Local property of split exact sequence

Without extra finiteness assumptions, this is not true in general.

Even for $A=\mathbb{Z}$, there are infinitely generated $A$-modules $M$ that are locally free (in the sense that $M_\mathfrak{p}$ is a free $A_\mathfrak{p}$-module for every prime ideal $\mathfrak{p}$) but not projective. Then if $0\to N\to P\to M\to0$ is a (necessarily non-split) short exact sequence with $P$ projective, then for every prime ideal $\mathfrak{p}$, $0\to N_\mathfrak{p}\to P_\mathfrak{p}\to M_\mathfrak{p}\to0$ is a split short exact sequence, since $M_\mathfrak{p}$ is projective.
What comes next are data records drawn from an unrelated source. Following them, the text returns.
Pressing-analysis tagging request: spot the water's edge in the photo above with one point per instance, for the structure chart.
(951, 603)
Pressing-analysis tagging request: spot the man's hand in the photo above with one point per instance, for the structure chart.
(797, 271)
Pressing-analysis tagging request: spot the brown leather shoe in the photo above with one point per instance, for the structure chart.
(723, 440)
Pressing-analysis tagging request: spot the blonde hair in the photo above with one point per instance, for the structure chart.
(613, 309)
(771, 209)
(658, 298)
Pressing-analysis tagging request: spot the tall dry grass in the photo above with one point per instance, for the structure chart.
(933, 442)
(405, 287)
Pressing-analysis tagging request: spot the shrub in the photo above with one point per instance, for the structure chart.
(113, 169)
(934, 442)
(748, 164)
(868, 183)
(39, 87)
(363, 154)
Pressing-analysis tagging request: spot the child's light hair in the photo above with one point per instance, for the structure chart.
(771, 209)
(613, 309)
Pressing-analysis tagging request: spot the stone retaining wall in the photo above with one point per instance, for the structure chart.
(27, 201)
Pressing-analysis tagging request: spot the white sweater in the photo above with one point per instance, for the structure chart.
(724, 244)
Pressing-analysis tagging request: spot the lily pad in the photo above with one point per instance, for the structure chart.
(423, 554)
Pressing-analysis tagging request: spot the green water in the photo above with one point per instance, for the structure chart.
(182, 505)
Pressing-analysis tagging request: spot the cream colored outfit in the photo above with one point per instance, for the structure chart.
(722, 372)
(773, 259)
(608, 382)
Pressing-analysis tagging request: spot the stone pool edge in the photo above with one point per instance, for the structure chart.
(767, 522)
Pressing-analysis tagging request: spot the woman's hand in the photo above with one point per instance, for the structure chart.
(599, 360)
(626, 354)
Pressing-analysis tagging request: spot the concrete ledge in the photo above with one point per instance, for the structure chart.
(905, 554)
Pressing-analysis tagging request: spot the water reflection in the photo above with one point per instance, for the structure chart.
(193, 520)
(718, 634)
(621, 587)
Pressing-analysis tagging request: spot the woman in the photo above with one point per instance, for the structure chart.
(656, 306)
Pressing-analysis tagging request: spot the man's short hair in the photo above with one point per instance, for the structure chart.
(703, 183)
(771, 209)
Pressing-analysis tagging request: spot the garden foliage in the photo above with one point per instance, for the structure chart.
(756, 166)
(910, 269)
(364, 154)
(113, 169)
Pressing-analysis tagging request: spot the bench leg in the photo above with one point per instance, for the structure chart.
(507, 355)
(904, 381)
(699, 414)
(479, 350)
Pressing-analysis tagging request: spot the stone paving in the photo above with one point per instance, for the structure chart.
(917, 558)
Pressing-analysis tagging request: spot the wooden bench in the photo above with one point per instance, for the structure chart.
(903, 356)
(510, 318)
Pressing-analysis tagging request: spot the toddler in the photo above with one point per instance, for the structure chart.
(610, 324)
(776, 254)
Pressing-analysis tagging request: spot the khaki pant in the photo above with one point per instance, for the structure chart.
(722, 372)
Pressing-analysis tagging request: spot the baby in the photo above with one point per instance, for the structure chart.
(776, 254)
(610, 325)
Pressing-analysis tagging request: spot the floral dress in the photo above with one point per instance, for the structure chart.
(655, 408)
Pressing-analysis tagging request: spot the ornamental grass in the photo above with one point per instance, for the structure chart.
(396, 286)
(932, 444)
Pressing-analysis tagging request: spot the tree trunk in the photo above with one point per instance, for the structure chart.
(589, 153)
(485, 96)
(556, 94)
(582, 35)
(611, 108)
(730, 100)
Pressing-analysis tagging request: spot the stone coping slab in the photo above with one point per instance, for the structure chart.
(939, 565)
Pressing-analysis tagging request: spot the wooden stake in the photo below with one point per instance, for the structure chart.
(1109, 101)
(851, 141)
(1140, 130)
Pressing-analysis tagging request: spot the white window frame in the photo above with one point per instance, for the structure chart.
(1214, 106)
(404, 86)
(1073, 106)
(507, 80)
For non-Noetherian rings, there are counterexamples with $M$ finitely generated, since there can be finitely generated flat $A$-modules $M$ that are not projective. Letting $0\to N\to P\to M\to0$ be a (necessarily non-split) short exact sequence where $P$ is projective, then for any prime ideal $\mathfrak{p}$, $M_\mathfrak{p}$ is projective, since every finitely generated flat module for a local ring is projective, and so $0\to N_\mathfrak{p}\to P_\mathfrak{p}\to M_\mathfrak{p}\to0$ is a split short exact sequence.

However, as alluded to in comments, one finiteness condition that gives a positive answer is where the short exact sequence $0\to N\to X\to M\to0$ has $M$ finitely presented.

I'll expand on the proof sketched in the comments.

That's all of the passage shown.